While most wearable tech products sense only activity, Spire provides a more holistic picture of your day. Its technology detects breathing, the only bodily function we have conscious control over that both reflects and impacts our state of mind. The idea behind Spire is that this bodily rhythm reflects the rhythm of the mind, and if we can be aware of and change our breathing, we can impact our mental state in turn. The beautifully designed and comfortable device resembles a rubbery stone that’s clipped to the waistband or to a bra; a suite of sensors inside detects the expansion and contraction of the abdomen, and other sensors, akin to those in a fitness tracker, detect steps, activity, and body position. The device funnels this data via Bluetooth to the companion mobile app, where algorithms translate it into three categories: calm, focus, and activity. You set daily goals for each category and view your progress in the app as the three leaves of a clover graphic gradually fill in with color. Spire can be set to “buzz” when it detects tension (erratic, elevated respiratory rate) or a streak in any of the three areas (focus is marked by fast but consistent breathing, calm by slower breathing). In addition, the app offers “boosts,” short recordings to inspire calm, focus, and energy, as well as guided meditations and a real-time graphic showing your breath wave.
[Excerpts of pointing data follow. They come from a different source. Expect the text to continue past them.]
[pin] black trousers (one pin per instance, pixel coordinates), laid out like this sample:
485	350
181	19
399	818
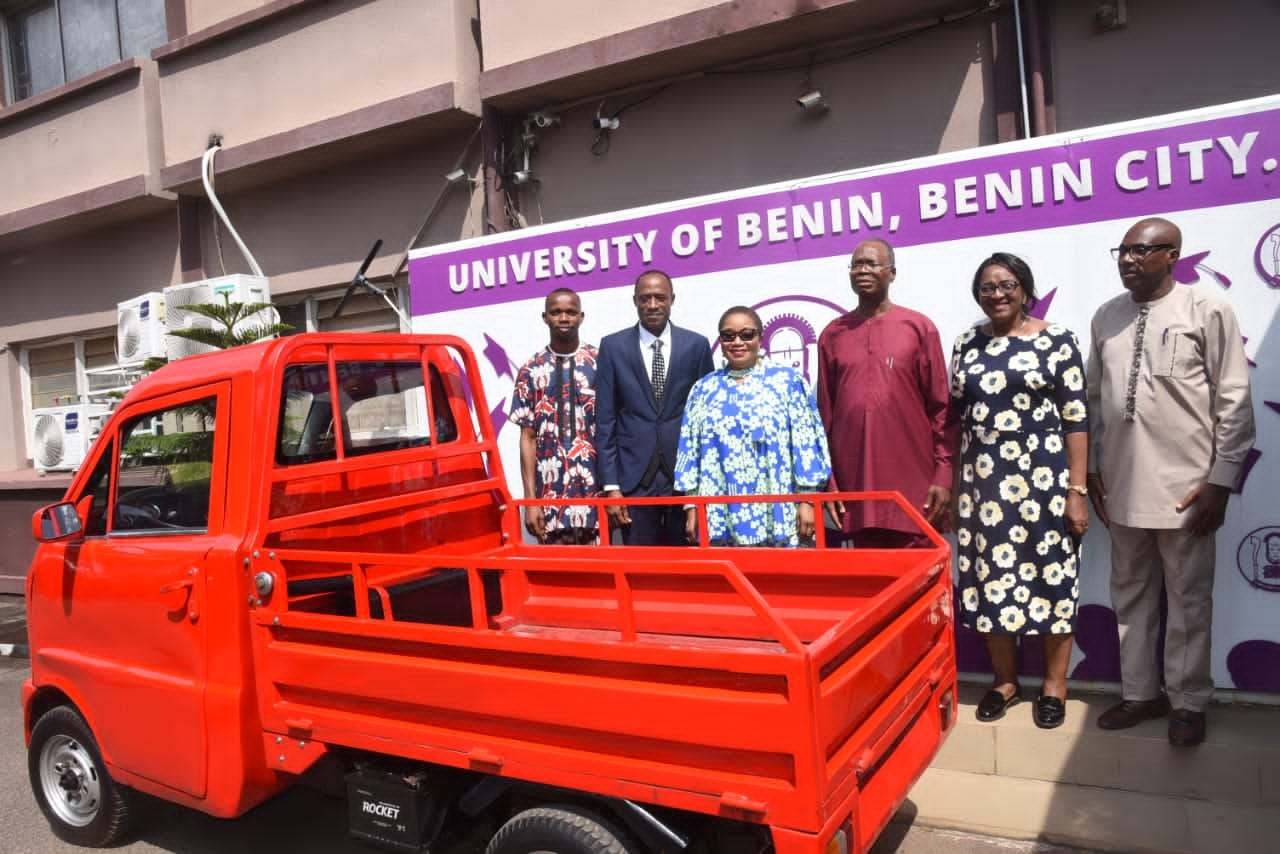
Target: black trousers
654	525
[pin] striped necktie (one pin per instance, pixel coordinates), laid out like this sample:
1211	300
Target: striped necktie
659	373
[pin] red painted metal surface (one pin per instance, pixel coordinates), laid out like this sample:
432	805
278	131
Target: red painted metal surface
801	689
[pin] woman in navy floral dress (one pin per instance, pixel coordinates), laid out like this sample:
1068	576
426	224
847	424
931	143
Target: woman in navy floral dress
1019	383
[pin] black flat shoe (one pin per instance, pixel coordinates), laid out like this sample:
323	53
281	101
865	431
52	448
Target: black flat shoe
992	706
1048	712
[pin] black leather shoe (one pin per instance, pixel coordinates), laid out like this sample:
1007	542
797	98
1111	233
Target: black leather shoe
1128	713
1048	712
992	706
1185	729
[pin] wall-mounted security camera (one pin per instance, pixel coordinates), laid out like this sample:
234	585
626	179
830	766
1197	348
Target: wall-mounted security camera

Much as I wanted to like Spire and appreciated its emphasis on balance over activity, I found that it ultimately caused more stress than it alleviated. It was one more device to remember to charge and grab in the morning (though a charge does last seven days, and it’s washer-proof to boot). It didn’t always read my breathing accurately—or maybe it’s smarter than I am!—and I had to look at my phone for interpretation every time it buzzed, which defeated the purpose. Ultimately, I didn’t find Spire’s data all that insightful: I discovered that I already knew when I was tense, active, calm, and focused—though perhaps one benefit of wearing a blinking smart-stone was the reminder to trust my own intuition.